JAKARTA (podiumindonesia.com)- Pemerintah kini mengkaji kembali rencana pembebasan Abu Bakar Ba’asyir. Aspek yang dikaji mulai ideologi Pancasila, NKRI, dan aspek hukum.
“Presiden sangat memahami permintaan keluarga tersebut. Namun tentunya masih perlu dipertimbangkan aspek-aspek lainnya, seperti aspek ideologi Pancasila, NKRI, hukum, dan lain sebagainya,” ujar Menko Polhukam Wiranto dalam jumpa pers di kantornya, Jl Medan Merdeka, Jakarta Pusat, kemarin.
Keputusan ini diambil dalam rapat koordinasi. Presiden Jokowi, menurut Wiranto, tak grusa-grusu mengambil keputusan. Karena itu, pejabat kementerian terkait mengkaji sejumlah aspek yang disebut Wiranto.

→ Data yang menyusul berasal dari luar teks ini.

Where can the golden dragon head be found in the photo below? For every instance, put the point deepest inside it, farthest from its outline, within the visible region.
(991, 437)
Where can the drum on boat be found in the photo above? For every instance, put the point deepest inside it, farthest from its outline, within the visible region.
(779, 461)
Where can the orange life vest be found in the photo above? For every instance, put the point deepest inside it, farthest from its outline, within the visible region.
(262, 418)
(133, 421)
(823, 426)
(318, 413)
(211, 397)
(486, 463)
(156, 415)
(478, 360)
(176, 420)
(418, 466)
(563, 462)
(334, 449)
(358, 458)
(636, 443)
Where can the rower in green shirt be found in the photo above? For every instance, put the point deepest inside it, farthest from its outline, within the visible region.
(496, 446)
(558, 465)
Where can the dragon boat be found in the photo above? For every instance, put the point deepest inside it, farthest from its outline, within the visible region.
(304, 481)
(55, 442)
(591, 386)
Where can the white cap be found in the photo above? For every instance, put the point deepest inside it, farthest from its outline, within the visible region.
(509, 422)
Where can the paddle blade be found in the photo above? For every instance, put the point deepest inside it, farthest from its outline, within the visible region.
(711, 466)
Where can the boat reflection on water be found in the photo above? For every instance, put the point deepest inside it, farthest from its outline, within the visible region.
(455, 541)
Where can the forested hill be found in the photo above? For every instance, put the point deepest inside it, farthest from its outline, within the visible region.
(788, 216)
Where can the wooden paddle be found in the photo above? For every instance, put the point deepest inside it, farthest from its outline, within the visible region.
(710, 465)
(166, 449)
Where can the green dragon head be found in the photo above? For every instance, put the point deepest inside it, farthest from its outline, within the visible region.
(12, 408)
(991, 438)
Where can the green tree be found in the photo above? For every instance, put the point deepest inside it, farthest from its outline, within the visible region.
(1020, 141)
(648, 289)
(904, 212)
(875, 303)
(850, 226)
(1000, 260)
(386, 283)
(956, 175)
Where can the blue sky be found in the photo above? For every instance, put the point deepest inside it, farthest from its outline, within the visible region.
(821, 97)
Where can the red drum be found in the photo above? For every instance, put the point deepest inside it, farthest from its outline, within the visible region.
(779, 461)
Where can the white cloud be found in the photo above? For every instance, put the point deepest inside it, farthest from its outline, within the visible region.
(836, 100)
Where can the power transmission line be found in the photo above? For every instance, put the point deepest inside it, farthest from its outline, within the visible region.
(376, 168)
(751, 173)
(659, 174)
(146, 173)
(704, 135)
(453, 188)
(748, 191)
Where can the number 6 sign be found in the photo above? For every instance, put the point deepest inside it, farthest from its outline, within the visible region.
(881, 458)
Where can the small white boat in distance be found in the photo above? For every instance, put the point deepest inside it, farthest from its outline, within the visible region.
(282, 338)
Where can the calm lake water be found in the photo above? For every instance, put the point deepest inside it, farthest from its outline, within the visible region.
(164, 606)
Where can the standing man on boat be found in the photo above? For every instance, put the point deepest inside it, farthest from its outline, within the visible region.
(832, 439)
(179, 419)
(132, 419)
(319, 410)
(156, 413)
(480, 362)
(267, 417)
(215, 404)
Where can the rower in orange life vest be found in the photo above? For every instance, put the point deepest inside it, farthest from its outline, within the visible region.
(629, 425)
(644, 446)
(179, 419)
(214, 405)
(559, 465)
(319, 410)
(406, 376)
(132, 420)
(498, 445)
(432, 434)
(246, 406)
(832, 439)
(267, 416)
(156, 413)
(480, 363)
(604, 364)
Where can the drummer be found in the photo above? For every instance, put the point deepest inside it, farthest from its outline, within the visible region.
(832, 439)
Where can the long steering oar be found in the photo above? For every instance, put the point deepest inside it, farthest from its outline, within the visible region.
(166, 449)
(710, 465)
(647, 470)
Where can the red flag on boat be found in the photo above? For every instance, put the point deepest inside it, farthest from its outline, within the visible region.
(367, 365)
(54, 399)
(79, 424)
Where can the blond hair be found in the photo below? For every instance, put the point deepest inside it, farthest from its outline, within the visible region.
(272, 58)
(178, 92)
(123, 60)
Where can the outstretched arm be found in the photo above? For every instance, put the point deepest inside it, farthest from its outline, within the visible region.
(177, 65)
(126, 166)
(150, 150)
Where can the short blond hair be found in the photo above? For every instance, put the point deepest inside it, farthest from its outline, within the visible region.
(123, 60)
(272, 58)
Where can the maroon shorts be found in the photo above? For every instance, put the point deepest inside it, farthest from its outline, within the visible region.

Keputusan pemerintah mengkaji aspek pertimbangan pembebasan Ba’asyirdiambil setelah ramai perbincangan rencana pembebasan Ba’asyir sebagaimana disebut Jokowi pada pekan lalu. Jokowi saat itu mengatakan sudah mendiskusikan pertimbangan panjang atas rencana pembebasan Ba’asyir, yang disebut dengan alasan kemanusiaan.

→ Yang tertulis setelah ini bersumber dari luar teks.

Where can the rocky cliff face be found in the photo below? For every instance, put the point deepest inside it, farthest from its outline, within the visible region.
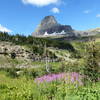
(50, 25)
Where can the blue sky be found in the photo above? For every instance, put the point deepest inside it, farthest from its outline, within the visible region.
(23, 16)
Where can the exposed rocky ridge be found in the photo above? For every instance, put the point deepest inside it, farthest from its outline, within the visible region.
(50, 25)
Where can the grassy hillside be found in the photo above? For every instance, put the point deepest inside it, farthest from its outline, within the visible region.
(73, 75)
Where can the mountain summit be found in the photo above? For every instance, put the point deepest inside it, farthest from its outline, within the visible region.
(49, 26)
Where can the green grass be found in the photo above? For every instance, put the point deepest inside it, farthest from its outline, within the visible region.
(26, 89)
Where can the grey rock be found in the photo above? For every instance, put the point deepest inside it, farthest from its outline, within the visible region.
(50, 25)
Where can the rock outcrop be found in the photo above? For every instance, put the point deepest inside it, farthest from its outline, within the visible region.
(49, 25)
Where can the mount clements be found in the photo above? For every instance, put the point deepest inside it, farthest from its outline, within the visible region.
(49, 26)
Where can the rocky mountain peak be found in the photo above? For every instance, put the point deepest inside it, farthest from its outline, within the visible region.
(50, 25)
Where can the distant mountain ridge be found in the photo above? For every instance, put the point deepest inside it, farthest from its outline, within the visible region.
(50, 27)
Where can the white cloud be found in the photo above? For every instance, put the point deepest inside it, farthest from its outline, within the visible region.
(41, 2)
(55, 10)
(98, 15)
(87, 11)
(4, 29)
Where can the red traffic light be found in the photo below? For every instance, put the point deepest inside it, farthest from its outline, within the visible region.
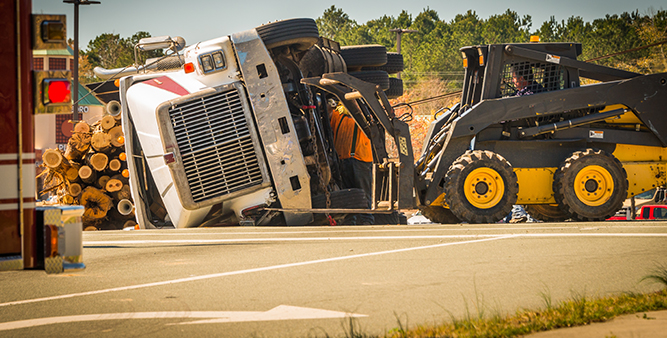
(57, 91)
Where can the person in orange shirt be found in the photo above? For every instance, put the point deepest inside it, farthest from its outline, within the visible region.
(356, 155)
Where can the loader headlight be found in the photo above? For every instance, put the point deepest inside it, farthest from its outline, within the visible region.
(206, 63)
(212, 62)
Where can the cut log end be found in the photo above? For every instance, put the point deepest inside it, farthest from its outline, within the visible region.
(108, 122)
(82, 127)
(74, 189)
(117, 137)
(52, 158)
(95, 202)
(115, 164)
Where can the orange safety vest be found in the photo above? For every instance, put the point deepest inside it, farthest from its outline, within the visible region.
(349, 140)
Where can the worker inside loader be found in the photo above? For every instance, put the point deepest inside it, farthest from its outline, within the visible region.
(356, 155)
(524, 79)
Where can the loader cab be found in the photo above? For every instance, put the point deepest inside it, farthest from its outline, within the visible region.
(496, 71)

“Ini pertimbangan yang panjang. Pertimbangan dari sisi keamanan dengan Kapolri, dengan pakar, terakhir dengan Pak Yusril. Tapi prosesnya nanti dengan Kapolri,” ujar Jokowi kepada wartawan di Pondok Pesantren Darul Arqam, Jl Ciledug, Garut, Jawa Barat, Jumat (18/1).
Sedangkan Yusril Ihza Mahendra, yang ikut berkomunikasi dengan Jokowi, menyebut presiden akan membebaskan Ba’asyir tanpa syarat. Ditegaskan lagi soal alasan kemanusiaan karena faktor usia dan kesehatan Ba’asyir.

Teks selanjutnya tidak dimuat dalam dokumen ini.